Alexandre Ganea [Thu, 28 Feb 2019 03:03:07 +0000 (03:03 +0000)]
Fix non-Windows platforms build break introduced by r355065. Fixes:
In file included from /home/buildbots/ppc64le-lld-multistage-test/ppc64le-lld-multistage-test/llvm/lib/Support/Memory.cpp:14:
/home/buildbots/ppc64le-lld-multistage-test/ppc64le-lld-multistage-test/llvm/include/llvm/Support/Memory.h:38:14: error: private field 'Flags' is not used [-Werror,-Wunused-private-field]
unsigned Flags = 0;
^
1 error generated.
Alexandre Ganea [Thu, 28 Feb 2019 02:47:34 +0000 (02:47 +0000)]
[Memory] Add basic support for large/huge memory pages
This patch introduces Memory::MF_HUGE_HINT which indicates that allocateMappedMemory() shall return a pointer to a large memory page.

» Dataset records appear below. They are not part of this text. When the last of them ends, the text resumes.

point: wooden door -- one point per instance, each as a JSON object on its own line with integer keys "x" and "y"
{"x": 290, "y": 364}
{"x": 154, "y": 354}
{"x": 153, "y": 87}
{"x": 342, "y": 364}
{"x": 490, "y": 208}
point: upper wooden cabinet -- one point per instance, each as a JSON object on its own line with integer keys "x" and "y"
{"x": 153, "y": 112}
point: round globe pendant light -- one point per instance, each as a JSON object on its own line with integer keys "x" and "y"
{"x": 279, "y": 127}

However the flag is a hint because we're not guaranteed in any way that we will get back a large memory page. There are several restrictions:
- Large/huge memory pages aren't enabled by default on modern OSes (Windows 10 and Linux at least), and should be manually enabled/reserved.

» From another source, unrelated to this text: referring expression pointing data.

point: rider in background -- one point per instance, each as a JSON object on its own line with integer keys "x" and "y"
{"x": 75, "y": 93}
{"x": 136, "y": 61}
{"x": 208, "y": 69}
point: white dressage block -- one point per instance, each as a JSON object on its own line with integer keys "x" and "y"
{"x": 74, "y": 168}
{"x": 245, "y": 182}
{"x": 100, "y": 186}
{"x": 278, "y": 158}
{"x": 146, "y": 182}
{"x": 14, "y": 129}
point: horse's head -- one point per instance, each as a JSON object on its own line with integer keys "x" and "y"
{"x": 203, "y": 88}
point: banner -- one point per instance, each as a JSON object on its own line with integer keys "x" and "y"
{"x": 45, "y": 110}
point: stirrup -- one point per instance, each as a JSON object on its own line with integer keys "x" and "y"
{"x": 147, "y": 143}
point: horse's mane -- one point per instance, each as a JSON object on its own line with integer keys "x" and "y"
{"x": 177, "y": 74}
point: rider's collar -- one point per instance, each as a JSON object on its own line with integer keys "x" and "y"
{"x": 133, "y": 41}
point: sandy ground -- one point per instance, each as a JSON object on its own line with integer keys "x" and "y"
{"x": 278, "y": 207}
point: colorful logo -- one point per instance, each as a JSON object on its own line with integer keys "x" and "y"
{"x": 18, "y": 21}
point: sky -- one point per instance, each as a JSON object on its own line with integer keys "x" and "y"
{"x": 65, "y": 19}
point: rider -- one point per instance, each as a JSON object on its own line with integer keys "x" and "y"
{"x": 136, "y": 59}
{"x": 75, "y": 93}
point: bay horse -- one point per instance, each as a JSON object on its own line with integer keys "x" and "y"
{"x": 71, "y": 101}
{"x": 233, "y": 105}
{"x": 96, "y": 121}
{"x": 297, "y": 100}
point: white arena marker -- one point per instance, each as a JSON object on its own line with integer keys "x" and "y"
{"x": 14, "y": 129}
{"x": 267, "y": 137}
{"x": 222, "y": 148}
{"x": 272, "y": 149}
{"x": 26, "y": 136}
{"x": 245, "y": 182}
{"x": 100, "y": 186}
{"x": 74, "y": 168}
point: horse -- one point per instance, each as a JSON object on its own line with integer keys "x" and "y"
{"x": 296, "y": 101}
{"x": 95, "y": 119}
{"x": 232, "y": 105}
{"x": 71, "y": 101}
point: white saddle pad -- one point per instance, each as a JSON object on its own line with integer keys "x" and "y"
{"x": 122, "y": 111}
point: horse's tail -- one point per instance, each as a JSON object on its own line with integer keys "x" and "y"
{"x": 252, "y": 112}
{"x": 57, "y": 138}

- Once enabled, it should be kept in mind that large pages are physical only, they can't be swapped.
- Memory fragmentation can affect the availability of large pages, especially after running the OS for a long time and/or running along many other applications.
Memory::allocateMappedMemory() will fallback to 4KB pages if it can't allocate 2MB large pages (if Memory::MF_HUGE_HINT is provided)

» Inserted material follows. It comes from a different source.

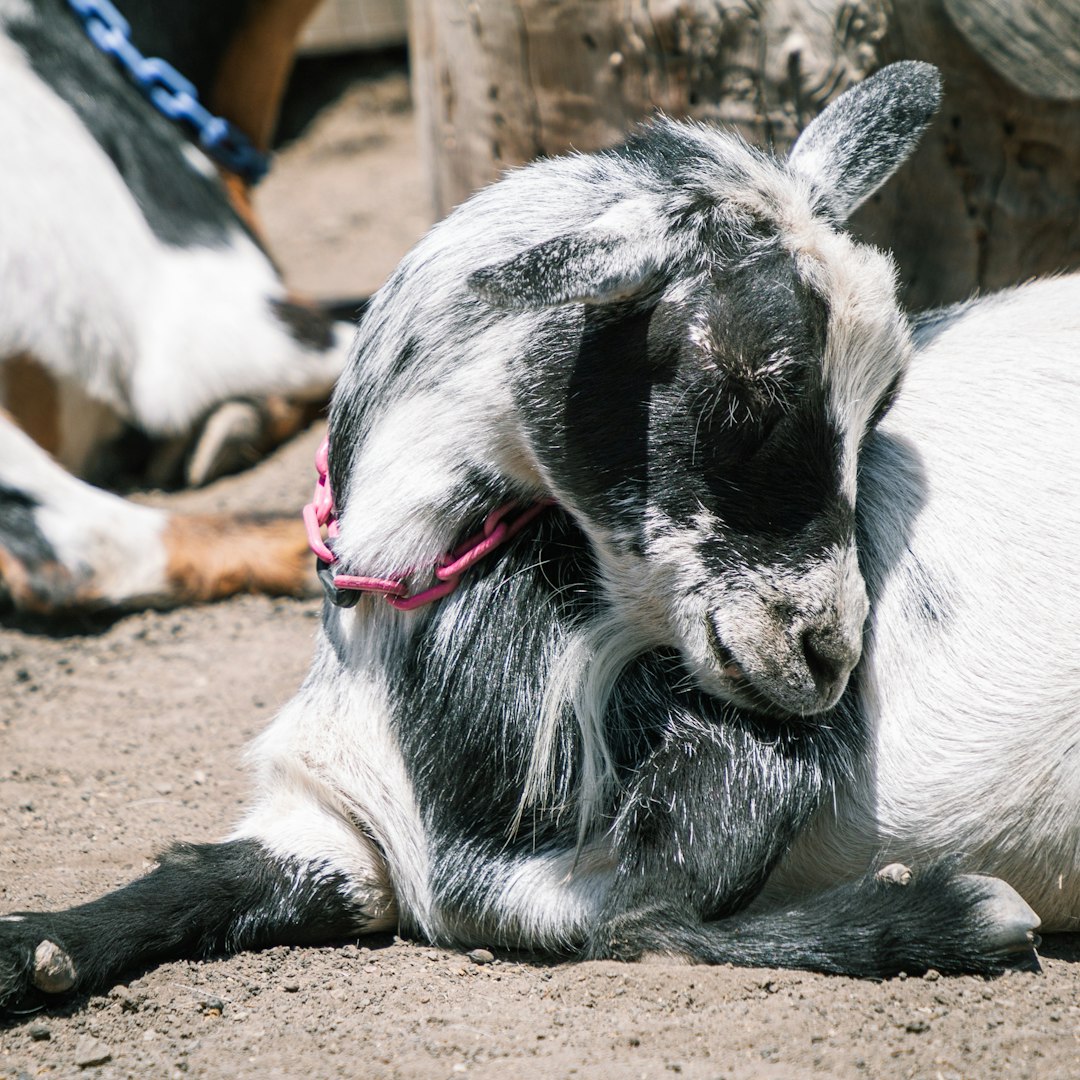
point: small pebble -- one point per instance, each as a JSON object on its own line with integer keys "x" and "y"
{"x": 91, "y": 1051}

Currently, Memory::MF_HUGE_HINT only works on Windows. The hint will be ignored on Linux, 4KB pages will always be returned.
Eric Christopher [Thu, 28 Feb 2019 01:11:12 +0000 (01:11 +0000)]
Temporarily revert "ArgumentPromotion should copy all metadata to new Function" and the dependent patch "Refine ArgPromotion metadata handling" as they're causing segfaults in argument promotion.
Reid Kleckner [Wed, 27 Feb 2019 23:38:44 +0000 (23:38 +0000)]
[InstrProf] Use separate comdat group for data and counters
Summary:
I hadn't realized that instrumentation runs before inlining, so we can't
use the function as the comdat group. Doing so can create relocations
against discarded sections when references to discarded __profc_
variables are inlined into functions outside the function's comdat
group.
In the future, perhaps we should consider standardizing the comdat group
names that ELF and COFF use. It will save object file size, since
__profv_$sym won't appear in the symbol table again.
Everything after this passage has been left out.